Salvatore m'a dit qu'"à partir de là, les mines payaient tout pour nous. On a tous pris le même train. On nous avait même fait des colis de nourriture pour le train. Pendant le trajet, j'ai rencontré des camarades qui venaient de Sicile, moi j'étais seul à venir de Calabre. On s'est bien occupé de nous, on a été placé cinq célibataires par baraquement de quatre pièces. C'était bien.
On a été formé pendant une semaine avant d'aller au fond. Il y avait des interprètes, des mineurs italiens qui étaient arrivés avant nous. Quitter le pays, ça a été dur au début, mais après je me suis fait des copains, et puis j'ai rencontré ma femme, une Italienne aussi qui venait d'un village juste à côté du mien !
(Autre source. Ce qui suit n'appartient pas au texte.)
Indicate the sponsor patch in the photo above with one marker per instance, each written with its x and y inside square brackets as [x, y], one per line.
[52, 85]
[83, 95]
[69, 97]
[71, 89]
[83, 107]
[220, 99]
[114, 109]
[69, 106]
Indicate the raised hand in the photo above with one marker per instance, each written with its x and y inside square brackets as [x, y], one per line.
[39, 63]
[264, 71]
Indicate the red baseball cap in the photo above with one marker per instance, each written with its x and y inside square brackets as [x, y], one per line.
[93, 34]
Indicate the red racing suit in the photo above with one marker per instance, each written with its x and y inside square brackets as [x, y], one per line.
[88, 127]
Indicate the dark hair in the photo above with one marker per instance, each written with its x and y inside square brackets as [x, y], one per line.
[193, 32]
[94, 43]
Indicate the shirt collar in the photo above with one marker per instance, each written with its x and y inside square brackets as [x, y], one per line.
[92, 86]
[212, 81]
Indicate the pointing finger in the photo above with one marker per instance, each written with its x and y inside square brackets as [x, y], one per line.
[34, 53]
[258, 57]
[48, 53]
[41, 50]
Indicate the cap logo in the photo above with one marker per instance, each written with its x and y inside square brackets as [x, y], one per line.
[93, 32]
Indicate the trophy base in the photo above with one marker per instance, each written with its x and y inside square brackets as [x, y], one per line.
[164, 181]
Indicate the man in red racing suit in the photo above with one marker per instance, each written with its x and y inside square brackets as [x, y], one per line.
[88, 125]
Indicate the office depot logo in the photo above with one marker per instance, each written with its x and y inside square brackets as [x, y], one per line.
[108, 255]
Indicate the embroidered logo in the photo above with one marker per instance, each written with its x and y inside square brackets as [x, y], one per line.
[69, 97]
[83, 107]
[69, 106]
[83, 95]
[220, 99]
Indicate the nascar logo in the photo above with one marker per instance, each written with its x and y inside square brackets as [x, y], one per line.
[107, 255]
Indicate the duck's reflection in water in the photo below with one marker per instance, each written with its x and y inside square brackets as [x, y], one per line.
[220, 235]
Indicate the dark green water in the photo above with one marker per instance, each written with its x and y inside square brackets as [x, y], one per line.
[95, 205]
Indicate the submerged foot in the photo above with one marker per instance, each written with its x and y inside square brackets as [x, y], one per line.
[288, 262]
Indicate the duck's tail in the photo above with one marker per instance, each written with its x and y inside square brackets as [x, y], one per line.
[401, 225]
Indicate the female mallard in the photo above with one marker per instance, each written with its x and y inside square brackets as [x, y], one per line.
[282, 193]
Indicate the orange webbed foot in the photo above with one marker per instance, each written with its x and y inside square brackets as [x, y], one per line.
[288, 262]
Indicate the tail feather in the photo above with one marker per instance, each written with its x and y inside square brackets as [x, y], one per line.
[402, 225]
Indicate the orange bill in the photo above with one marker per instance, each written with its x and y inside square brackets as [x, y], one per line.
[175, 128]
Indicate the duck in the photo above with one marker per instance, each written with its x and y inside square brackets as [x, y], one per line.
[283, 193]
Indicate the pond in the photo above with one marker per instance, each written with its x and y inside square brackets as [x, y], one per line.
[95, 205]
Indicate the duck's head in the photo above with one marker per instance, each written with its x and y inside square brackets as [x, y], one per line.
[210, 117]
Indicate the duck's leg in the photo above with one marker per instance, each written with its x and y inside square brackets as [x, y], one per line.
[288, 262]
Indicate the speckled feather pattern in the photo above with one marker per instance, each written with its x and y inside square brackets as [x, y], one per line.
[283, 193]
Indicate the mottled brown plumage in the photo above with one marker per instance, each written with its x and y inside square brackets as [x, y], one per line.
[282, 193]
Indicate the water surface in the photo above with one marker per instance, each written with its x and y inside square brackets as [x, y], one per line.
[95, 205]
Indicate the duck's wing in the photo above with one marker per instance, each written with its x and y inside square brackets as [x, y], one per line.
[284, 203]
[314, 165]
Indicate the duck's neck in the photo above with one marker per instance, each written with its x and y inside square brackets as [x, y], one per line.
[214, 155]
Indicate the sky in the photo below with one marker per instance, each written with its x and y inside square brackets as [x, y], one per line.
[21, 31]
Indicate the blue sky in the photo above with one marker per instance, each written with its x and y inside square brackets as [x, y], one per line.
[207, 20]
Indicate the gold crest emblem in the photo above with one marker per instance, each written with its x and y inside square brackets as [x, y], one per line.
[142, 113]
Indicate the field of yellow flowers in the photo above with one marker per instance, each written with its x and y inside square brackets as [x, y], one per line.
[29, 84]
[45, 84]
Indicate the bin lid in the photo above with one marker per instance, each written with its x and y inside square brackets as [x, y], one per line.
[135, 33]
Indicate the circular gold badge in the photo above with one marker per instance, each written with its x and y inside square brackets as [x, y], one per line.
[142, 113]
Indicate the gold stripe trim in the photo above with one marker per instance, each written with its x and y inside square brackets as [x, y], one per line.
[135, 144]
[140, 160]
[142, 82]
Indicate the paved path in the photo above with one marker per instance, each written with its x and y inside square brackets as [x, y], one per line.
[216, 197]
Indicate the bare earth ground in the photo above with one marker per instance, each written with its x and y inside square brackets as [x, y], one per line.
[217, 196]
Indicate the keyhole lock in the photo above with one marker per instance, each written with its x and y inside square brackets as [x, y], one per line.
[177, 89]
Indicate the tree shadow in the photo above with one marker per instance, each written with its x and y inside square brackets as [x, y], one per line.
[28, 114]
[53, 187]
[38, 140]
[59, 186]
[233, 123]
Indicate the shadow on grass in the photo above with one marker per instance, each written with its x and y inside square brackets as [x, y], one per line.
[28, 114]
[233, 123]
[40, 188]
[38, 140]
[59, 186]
On gagnait bien, bien mieux que chez nous. Ma première quinzaine, c'était 17 000 anciens francs. Les plus courageux, c'étaient les Italiens, les Polonais, les Portugais, les Algériens et les Marocains. Les Français ne voulaient pas être à l'avancement. On était mal vu, on nous disait : "Vous mangez notre pain." Au final, on était des étrangers en France et des étrangers en Italie."
Contrairement à Papi, Mamie aimait bien les Italiens et puis elle avait de la famille en Toscane. Elle y allait de temps en temps. Un jour, elle avait même gagné un concours de cuisine. Elle nous en parlait souvent pour pas qu'on oublie et parce qu'elle en était fière aussi... A la fin, elle disait toujours :
"Mamie, Veni, vidi, vici !"
Voilà non seulement qui sonne juste - mais ne manque pas de beauté.